12. She's My Girl (2:31) - Turn the volume up to bring this song to par with the songs preceding it. The prevalent tempo is slightly faster than moderate. From 1:23 to 1:37, the tempo is slower and in 6/8 time. The night before the setting of the song, the narrator met a girl with glowing eyes and took her for a ride. So now he has a new girlfriend.
13. You Know What I Mean (1:59) - This slow, swing-tempoed song features chimes, horns, and orchestral strings. When the narrator says things such as that he'll give sunshine only to his girlfriend, she knows what he means--that he'll love her and only her for eternity.

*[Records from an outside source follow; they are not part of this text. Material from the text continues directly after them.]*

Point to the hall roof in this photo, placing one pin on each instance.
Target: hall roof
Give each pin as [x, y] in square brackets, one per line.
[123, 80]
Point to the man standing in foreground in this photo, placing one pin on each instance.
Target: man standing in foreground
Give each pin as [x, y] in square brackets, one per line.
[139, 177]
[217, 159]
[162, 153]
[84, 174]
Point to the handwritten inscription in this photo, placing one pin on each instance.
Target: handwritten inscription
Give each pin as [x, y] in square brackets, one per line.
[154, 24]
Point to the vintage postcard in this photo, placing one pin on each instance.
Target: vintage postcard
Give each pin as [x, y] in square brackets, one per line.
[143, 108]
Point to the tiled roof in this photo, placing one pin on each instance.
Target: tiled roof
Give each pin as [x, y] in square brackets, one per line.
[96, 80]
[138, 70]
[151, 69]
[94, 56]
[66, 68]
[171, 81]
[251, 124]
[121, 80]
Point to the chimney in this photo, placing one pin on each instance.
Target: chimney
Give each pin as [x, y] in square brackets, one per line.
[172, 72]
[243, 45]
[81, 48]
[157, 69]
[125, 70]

14. Sound Asleep (2:26) - The tempo is moderate. Instruments include horns and an instrument that resembles the snapping of fingers. I also hear a sound effect similar to someone sawing wood. Most of the time, the voices and instruments are so loud as to hardly match the peaceful setting. As the narrator sleeps, his girlfriend remains on his mind--in his dreams, that is.
15. Elenore (2:29) - After another no-hit season from the previous 5 songs, the group re-entered the charts with this song. The original volume of this disc also returns, so turn it down a bit when this song comes. The main instrument here is a piano. Although Elenore's parents don't approve of the narrator, he's still crazy about her. He asks her if she'll go to a movie with him and, more importantly, whether she loves him like he does her.
16. You Showed Me (3:13) - This moderately slow song, the group's last hit, was written by Gene Clark and Roger McGuinn of the Byrds. Classical string instruments are featured. The girl showed the narrator how to say and do the things she said and did to make him fall in love with her. Now that he has practiced these same heart-winning techniques on her, she loves him also.
17. The Story Of Rock 'n' Roll (2:36) - This song, with a moderate swing tempo, does little to live up to its title. Instruments include a piano, a sax, and a bass horn, but the lyrics don't tell much about how rock 'n' roll began. There's no mention whatsoever of the music's founding fathers such as Chuck Berry and Bill Haley. The guys got one thing right, though--that's the kind of music that really reaches MY soul, anyway.
18. You Don't Have To Walk In The Rain (2:38) - The tempo is somewhat faster than moderate. The narrator and the girl have both been lonely after a long time away from each other. But now that they've reunited, she no longer has to "walk in the rain" (be without a lover); she'll be "home" in the narrator's arms.
19. Love In The City (3:38) - The tempo is moderate. Instruments include an organ. You have to listen closely to hear the words, but the narrator and his girlfriend enjoy walking hand-in-hand along the streets of the city in which they live.
20. Lady-O (2:52) - Following the example of the Beatles, who had formed Apple Corp., the Turtles formed their own record label, Blimp. One artist who signed with this new label, folk singer Judy Sills, wrote this song for the guys to sing themselves. A guitar solo fills the first 9 seconds; shortly after the half-minute mark, orchestral strings (the only other instruments here) enter. The woman to whom the narrator sings has caused him heartaches, and he's tried hard not to leave her. Still, his love for her increases.